Das schweizerische Unternehmen E.M.S. Electro Medical Systems ist berühmt für Air-Flow®, die Originalmethode für supragingivale Luftstromreinigung. Aber bedeutend weniger Zahnärzte kennen die einzigartige subgingivale Anwendung dieses Gemischs aus Pulver und Luft. "AIR-FLOW GOES SUBGINGIVAL", verkündet E.M.S. und bringt es damit auf den Punkt. Eine einzigartige Düse leitet das Pulver-Luft-Gemisch tief in die Tasche ein; mit Wasser werden die entfernten Ablagerungen anschließend ausgespült. Das Gerät und die Hilfsmittel sind laut Hersteller hervorragend aufeinander abgestimmt, um ein außergewöhnliches Ergebnis ohne Stress oder Risiken für den Patienten zu erzielen.

Die patentierte Perio-Flow-Düse für den Einmalgebrauch ist speziell auf die Anwendung tief in den Parodontaltaschen (bis zu 10mm) ausgelegt. Laut E.M.S. sorgt sie für optimale und gleichzeitig sanfte Luftwirbel im subgingivalen Bereich wobei drei horizontale Öffnungen für das Pulver-Luft-Gemisch und eine vertikale Düsenöffnung für Wasser Emphyseme des Weichgewebes verhindern.

Vorurteil Abrasion

Auch das Perio-Pulver hat laut Angaben des Hauptsitzes des schweizerischen Unternehmens spezifische Eigenschaften für den parodontalen Gebrauch. Das Pulver auf Glyzinbasis ist besonders feinkörnig (∼ 25μm). Darüber hinaus haben die Körner eine besonders niedrige spezifische Dichte (D 50). Das führt dazu, dass die Perio-Flow-Methode beim Entfernen schädlicher Ablagerungen sehr wirksam ist, die Zahnoberfläche oder das Zahnbein jedoch nicht angreift, so das Schweizer Unternehmen. E.M.S. findet es wichtig, dass man sich von diesem Vorurteil verabschiedet: Abrasion ist nicht falsch, solange sie vom Oberrand des Zahnfleischs bis tief in die Parodontaltaschen dem Zahn nicht schadet.
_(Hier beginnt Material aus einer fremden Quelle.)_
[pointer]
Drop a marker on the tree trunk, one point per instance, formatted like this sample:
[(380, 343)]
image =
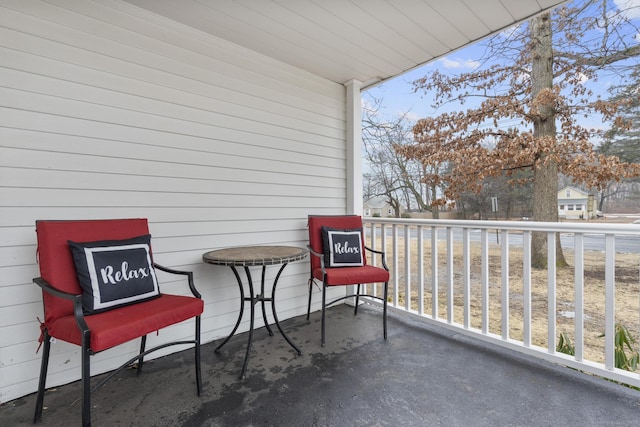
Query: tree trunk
[(545, 178)]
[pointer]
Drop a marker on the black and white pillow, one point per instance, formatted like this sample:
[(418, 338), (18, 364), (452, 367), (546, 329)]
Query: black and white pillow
[(342, 247), (113, 273)]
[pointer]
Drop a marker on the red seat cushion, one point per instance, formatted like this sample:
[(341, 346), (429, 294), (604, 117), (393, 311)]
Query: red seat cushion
[(123, 324), (352, 275)]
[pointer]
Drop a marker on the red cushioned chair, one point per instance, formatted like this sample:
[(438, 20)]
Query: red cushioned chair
[(343, 273), (65, 315)]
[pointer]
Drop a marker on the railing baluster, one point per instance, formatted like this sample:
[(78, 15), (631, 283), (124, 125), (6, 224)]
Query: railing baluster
[(526, 288), (396, 270), (449, 275), (579, 296), (551, 291), (504, 263), (420, 255), (407, 268), (485, 280), (609, 301), (466, 281), (434, 273)]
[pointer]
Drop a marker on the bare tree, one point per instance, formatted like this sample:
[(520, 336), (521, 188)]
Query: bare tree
[(401, 181), (531, 97)]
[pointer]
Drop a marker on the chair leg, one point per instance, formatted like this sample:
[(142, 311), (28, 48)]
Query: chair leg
[(43, 376), (143, 344), (309, 303), (197, 356), (384, 310), (324, 309), (86, 381)]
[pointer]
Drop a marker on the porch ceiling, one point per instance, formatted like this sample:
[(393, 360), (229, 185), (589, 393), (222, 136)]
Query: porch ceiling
[(367, 40)]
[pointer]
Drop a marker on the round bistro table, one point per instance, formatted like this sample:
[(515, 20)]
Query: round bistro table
[(250, 256)]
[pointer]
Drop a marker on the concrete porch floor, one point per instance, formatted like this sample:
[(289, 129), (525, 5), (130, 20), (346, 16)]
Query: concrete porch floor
[(421, 376)]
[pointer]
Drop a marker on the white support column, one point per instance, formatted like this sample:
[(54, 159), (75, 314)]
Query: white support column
[(354, 147)]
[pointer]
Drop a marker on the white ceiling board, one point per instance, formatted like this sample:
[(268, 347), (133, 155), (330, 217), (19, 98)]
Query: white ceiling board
[(342, 40)]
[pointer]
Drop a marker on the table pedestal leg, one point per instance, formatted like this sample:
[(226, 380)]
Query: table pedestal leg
[(235, 328), (275, 316), (254, 299)]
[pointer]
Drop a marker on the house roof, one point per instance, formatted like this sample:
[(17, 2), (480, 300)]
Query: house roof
[(341, 40)]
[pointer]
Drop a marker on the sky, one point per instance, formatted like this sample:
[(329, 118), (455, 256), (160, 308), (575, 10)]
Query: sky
[(398, 96)]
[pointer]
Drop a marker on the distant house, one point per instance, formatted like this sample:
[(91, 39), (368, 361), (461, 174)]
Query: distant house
[(573, 203), (378, 207)]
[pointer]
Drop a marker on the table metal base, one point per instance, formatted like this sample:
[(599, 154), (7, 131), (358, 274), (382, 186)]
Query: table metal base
[(254, 299)]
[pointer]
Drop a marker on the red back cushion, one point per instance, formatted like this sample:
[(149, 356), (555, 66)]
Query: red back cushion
[(56, 261), (339, 221)]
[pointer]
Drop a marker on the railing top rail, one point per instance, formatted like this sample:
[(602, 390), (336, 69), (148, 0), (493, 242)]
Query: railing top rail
[(566, 227)]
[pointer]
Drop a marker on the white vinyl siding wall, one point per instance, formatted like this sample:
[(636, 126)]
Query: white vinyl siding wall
[(107, 111)]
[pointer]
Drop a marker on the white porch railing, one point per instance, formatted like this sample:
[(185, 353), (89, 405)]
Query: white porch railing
[(475, 278)]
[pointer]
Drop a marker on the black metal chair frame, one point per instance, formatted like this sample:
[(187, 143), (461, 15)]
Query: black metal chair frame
[(357, 295), (87, 352)]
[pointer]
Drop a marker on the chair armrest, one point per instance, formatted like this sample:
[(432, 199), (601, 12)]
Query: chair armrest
[(76, 298), (382, 254), (318, 254), (189, 275)]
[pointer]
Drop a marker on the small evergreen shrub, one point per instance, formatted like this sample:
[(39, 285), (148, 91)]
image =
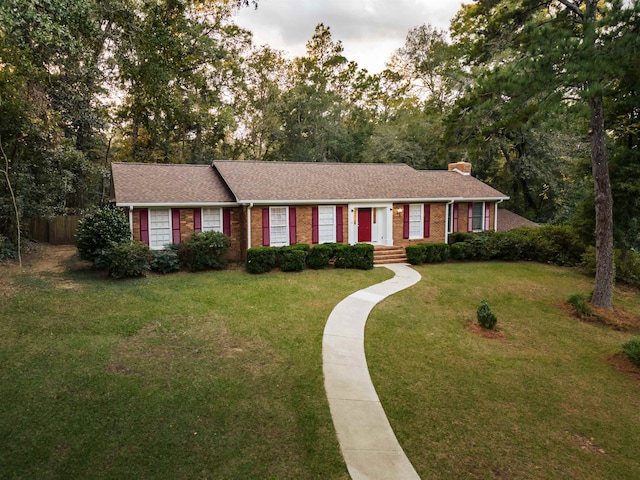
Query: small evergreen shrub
[(579, 303), (204, 251), (99, 230), (126, 259), (358, 256), (485, 316), (435, 252), (293, 259), (459, 251), (165, 261), (261, 259), (320, 255), (631, 349), (415, 254)]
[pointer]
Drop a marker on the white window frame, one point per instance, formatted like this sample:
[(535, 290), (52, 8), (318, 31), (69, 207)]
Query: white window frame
[(474, 217), (208, 224), (328, 235), (278, 239), (157, 229), (416, 221)]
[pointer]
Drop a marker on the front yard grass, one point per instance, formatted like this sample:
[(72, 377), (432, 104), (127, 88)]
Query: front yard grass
[(542, 402), (218, 375)]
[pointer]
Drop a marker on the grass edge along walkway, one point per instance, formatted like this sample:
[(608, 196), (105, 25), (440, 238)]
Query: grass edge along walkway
[(367, 442)]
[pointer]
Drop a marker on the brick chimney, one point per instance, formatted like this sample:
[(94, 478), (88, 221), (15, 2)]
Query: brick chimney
[(461, 167)]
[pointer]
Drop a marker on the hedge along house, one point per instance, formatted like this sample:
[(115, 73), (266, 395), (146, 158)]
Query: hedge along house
[(283, 203)]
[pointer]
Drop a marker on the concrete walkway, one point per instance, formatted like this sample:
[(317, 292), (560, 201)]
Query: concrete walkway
[(369, 446)]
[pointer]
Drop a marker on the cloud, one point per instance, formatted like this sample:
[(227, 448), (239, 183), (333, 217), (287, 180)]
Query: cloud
[(370, 30)]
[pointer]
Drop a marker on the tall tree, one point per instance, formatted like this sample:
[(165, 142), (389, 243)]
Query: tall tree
[(538, 54)]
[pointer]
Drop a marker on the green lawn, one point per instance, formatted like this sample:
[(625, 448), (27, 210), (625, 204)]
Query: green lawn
[(540, 403), (218, 375)]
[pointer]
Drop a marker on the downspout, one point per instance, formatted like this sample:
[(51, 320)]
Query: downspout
[(131, 220), (446, 222), (249, 225), (495, 220)]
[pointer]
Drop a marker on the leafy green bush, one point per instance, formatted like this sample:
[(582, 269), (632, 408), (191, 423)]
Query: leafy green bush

E.M.S. freut sich über die zunehmende Marktakzeptanz der Perio-Flow-Methode und ist stolz darauf, alte Grenzen in der Welt der Prophylaxe zu überschreiten.
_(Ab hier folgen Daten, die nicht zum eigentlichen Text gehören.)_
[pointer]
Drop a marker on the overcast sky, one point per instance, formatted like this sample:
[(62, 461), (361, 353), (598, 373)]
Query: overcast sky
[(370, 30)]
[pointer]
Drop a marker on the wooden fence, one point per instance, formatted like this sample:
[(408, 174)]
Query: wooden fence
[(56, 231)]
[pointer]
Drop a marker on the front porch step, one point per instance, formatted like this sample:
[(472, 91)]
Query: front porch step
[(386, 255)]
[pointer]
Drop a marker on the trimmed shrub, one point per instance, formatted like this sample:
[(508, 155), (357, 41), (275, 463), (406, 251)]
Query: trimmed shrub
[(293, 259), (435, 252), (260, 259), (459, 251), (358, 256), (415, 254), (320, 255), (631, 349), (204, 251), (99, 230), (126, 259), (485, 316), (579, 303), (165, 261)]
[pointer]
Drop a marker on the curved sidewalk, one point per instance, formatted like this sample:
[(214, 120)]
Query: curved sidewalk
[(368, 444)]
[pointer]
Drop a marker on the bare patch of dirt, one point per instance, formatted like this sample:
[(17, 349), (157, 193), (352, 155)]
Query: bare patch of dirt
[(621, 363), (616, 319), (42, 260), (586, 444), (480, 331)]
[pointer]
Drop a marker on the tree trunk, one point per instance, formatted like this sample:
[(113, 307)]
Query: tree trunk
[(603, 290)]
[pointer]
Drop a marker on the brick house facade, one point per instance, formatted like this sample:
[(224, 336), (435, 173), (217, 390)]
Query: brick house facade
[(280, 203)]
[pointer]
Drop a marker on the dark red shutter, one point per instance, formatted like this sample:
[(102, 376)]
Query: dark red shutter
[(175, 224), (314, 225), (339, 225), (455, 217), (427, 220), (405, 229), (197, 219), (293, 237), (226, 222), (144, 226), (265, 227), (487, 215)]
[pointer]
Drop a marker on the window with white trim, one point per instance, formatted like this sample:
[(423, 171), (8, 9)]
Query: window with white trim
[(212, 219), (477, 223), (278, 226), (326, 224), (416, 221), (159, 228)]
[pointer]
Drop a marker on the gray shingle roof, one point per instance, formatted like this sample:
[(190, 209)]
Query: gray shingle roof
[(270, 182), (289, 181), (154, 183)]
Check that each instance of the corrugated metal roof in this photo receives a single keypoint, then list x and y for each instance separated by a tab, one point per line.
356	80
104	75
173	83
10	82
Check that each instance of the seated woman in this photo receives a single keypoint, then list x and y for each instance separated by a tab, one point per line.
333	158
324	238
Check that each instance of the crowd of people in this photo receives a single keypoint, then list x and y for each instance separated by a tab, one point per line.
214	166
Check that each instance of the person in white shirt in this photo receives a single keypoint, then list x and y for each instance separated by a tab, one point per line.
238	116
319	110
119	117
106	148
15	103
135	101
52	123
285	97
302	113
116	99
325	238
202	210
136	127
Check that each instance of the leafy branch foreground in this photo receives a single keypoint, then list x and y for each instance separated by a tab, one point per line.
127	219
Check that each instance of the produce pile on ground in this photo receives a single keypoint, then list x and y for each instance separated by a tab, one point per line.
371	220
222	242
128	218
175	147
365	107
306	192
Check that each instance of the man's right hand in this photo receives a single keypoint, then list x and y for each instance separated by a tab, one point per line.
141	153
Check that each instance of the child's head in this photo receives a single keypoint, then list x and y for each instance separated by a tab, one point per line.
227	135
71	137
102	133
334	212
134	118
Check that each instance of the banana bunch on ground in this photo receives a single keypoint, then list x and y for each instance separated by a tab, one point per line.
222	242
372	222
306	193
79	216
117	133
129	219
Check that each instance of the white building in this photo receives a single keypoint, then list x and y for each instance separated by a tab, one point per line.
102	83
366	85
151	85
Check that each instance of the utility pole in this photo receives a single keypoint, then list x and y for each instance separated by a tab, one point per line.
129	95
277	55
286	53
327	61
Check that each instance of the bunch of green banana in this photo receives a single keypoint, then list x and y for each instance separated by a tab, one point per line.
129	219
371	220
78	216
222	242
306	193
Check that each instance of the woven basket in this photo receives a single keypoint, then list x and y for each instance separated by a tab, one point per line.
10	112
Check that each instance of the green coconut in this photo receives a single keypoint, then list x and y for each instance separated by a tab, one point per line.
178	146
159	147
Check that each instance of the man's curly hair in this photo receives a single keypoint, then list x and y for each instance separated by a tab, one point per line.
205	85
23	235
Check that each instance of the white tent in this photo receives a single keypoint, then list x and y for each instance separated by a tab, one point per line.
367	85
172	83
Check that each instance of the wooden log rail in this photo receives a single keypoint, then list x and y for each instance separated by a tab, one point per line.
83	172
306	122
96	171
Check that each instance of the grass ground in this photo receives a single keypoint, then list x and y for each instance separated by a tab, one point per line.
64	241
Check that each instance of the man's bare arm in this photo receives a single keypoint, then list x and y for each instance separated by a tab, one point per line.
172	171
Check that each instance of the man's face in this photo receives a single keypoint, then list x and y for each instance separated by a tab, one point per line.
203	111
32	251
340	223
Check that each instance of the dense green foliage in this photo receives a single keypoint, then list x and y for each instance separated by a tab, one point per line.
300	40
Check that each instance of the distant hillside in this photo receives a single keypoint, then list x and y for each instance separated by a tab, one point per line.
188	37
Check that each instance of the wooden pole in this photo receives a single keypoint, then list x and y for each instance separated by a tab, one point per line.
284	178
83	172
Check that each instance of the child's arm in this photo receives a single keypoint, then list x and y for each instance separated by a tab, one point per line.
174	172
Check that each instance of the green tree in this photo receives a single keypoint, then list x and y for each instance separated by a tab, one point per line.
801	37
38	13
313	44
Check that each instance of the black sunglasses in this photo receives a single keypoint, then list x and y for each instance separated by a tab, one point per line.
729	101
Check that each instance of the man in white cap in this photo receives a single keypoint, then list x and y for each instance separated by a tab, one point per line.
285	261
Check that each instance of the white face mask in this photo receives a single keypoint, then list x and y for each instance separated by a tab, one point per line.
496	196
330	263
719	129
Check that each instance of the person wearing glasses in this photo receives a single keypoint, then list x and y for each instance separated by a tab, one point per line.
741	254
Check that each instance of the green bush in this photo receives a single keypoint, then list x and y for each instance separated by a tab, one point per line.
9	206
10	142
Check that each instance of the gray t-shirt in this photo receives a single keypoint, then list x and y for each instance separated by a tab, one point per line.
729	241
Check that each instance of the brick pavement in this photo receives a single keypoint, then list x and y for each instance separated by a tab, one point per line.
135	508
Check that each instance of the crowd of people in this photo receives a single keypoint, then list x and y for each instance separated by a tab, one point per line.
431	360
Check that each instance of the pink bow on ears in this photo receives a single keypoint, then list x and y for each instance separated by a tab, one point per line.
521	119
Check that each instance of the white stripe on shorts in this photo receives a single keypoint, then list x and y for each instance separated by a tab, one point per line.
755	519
Wenn das die Patienten wüssten

Die bei einer leichten Parodontitis entzündete Oberfläche in der gesamten Mundhöhle entspricht der Größe einer Handfläche. Da ist es nicht verwunderlich, dass sie sich auf das gesamte Immunsystem auswirkt, was oft schwere Folgen für den Körper insgesamt hat. Vier von fünf Patienten leiden an einer Form von Parodontitis (30% sind stark betroffen)*. Wenn sie wüssten, dass Parodontitis der häufigste Grund für Zahnausfall ist, würden sie dann nicht fragen, wie man sie verhindern kann?

Beim Schwund von Knochengewebe lösen sich auch Implantate. Laut E.M.S verhindert eine regelmäßige Behandlung mit der Original Perio-Flow-Methode nachweislich Periimplantitis und die daraus entstehenden Kosten. Der Implantatpatient bleibt auch weiterhin ein Patient.